La distance, voire une certaine ironie par rapport aux choses, le plaisir de faire des choses simples, le partage et la rencontre avec les autres - indépendamment de leur origine, de leur race ou de leur religion - le sentiment que les choses ont un sens parce que fondées sur des valeurs universelles - sans renoncement à notre identité locale et à notre identité personnelle, la création et le rêve, c’est cela qui constitue mon chemin de vie.
Ce chemin a été ponctué par la diversité des expériences, l’intensité du vécu, la fécondité des rencontres et des échanges qui ont représenté, chaque fois, une opportunité exceptionnelle pour aller de l’avant, créer du lien et approfondir la connaissance de moi-même et des autres.
Je veux, ici, parodier Borges en disant « Toi, qui écoute, es–tu sûr de comprendre ma langue ? ». À quoi suis-je tenté d'ajouter « Toi qui parles, es-tu sûr de comprendre ta propre langue ? ».
Au commencement, un « ? ».
Car Dieu peut commencer par une injonction (Que la lumière soit !), mais nous autres pauvres humains, nous nous trouvons d’emblée face à des questions auxquelles il n’y a pas de réponse évidente.
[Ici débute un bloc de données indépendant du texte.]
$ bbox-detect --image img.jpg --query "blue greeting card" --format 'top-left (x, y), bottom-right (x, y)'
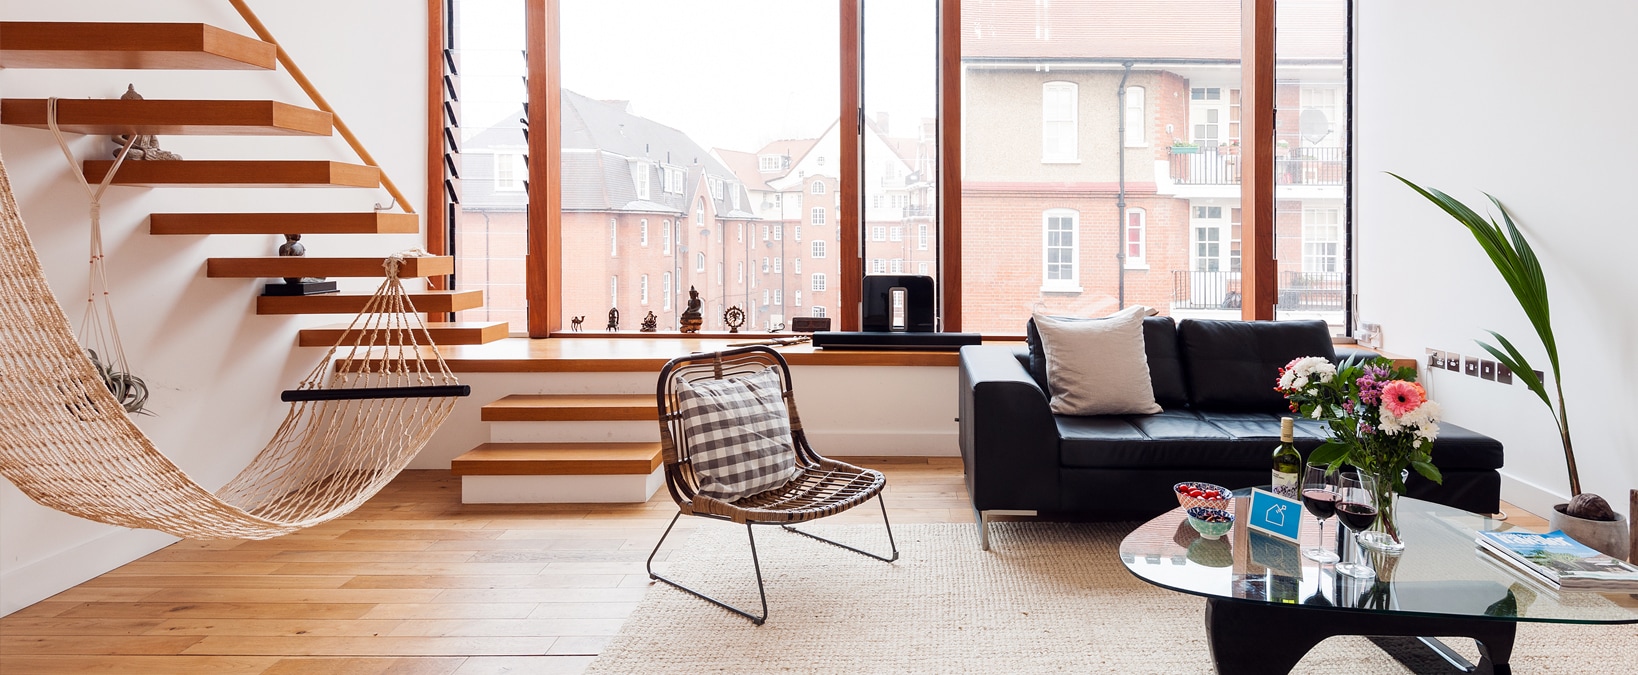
top-left (1246, 488), bottom-right (1302, 542)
Je crois que c’est peut être d’avoir eu constamment chevillé au corps ce questionnement permanent face aux choses de la vie qui m'a permis de réaliser le parcours que j’ai fait.
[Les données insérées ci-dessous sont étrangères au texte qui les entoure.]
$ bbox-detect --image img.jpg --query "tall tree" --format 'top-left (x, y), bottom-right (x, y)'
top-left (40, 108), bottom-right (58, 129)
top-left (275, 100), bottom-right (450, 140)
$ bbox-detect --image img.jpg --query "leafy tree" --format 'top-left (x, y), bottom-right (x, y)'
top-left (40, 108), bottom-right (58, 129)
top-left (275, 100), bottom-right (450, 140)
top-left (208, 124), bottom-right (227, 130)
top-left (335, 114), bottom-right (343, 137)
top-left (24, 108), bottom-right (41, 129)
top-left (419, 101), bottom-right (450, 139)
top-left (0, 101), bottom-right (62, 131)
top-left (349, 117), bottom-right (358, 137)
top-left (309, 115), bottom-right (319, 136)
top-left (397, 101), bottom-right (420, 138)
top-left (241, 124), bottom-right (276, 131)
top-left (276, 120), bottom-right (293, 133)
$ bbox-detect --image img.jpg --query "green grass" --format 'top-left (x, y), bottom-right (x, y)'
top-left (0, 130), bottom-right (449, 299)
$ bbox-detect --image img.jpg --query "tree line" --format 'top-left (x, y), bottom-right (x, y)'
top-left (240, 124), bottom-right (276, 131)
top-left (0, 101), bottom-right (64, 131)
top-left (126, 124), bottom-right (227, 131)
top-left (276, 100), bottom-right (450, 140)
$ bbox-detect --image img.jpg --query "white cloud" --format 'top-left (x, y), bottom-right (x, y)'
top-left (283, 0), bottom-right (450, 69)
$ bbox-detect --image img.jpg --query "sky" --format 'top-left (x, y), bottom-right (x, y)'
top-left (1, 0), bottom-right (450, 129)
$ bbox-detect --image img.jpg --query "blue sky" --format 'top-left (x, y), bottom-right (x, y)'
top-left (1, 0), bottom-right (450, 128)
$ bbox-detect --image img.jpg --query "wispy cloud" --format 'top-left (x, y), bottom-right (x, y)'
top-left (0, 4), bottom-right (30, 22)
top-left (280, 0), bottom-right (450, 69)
Cette interrogation peut être vue sous deux aspects : pourquoi les choses sont-elles comme elles sont? Que faire?
Les interrogations ont commencé à m’assaillir dès ma plus tendre enfance. Je ne vous raconterai pas la scène avec les trois petites filles qui me mettaient face à la question épineuse de les départager à propos de leur anatomie dans la rue de la médina de Fès où je suis né, vous lirez cela dans un essai autobiographique, à paraitre. Plus tard, en 1971, à l’âge de 27 ans, plein de jeunesse et d’ambition, je me retrouve au Palais de Skhirat en pleine tentative de coup d’État contre le Roi Hassan II, une tentative qui se termine dans un bain de sang, tandis que je m’enfuyais par la plage avec encore dans mes oreilles le bruit des balles qui sifflent.
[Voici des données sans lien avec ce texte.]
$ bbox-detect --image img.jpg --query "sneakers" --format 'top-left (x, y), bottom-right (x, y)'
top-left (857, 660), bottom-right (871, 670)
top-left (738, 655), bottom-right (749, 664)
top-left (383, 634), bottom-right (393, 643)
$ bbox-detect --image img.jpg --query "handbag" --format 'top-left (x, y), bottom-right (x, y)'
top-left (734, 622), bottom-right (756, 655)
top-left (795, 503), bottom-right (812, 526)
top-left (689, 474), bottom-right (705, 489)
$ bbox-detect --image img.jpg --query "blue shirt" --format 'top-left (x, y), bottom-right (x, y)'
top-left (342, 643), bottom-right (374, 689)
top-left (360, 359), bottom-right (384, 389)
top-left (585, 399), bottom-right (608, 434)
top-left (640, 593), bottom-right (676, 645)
C’est alors que l’on pouvait s’interroger, en se demandant si le pays n’avait pas fait complètement fausse route. Est-ce sa gouvernance qui avait conduit à cette situation ou est-ce que des mouvements de fond à l’œuvre à l’extérieur du pays ne se conjuguaient pas avec de gigantesques problèmes politiques et sociaux à l’intérieur pour l’expliquer ? Et que faire ?
Comme l’Algérie voisine passait pour la Mecque du Tiers Monde, je me suis mis en tête d’aller voir cette expérience de près. Peut-être que le modèle algérien était la bonne réponse. Je n’ai pas mis longtemps à m’apercevoir que les militaires ajoutés au parti unique, à la bureaucratie et à la gestion socialiste des entreprises n’étaient pas vraiment la bonne méthode.
Oui, l’interrogation toujours, mais sont tout aussi importants la surprise, l’étonnement…
À bout touchant
Au moment où j'écris ce blog, Mohammed Merah, un homme âgé de 24 ans, est actuellement cerné par la police. Il est quasiment identifié comme étant l’assassin de trois militaires, puis de trois enfants et d’un homme de 30 ans. Il a achevé ses victimes à bout touchant, son geste le plus horrible ayant consisté à attraper une petite fille par les cheveux pour l’abattre d’un coup de pistolet.
Je laisse de côté la question des origines ou des « motivations » de cet homme. Elles seront largement traitées par les medias. Faussement, on dira que c’est un monstre, c’est-à-dire un être avec lequel nous n’avons rien en commun. Malheureusement, c’est faux. C’est ce point en particulier que je veux traiter dans ce blog. Nous disons cela pour nous rassurer, pour nous convaincre que nous, nos pareils, nous ne feront rien de tel.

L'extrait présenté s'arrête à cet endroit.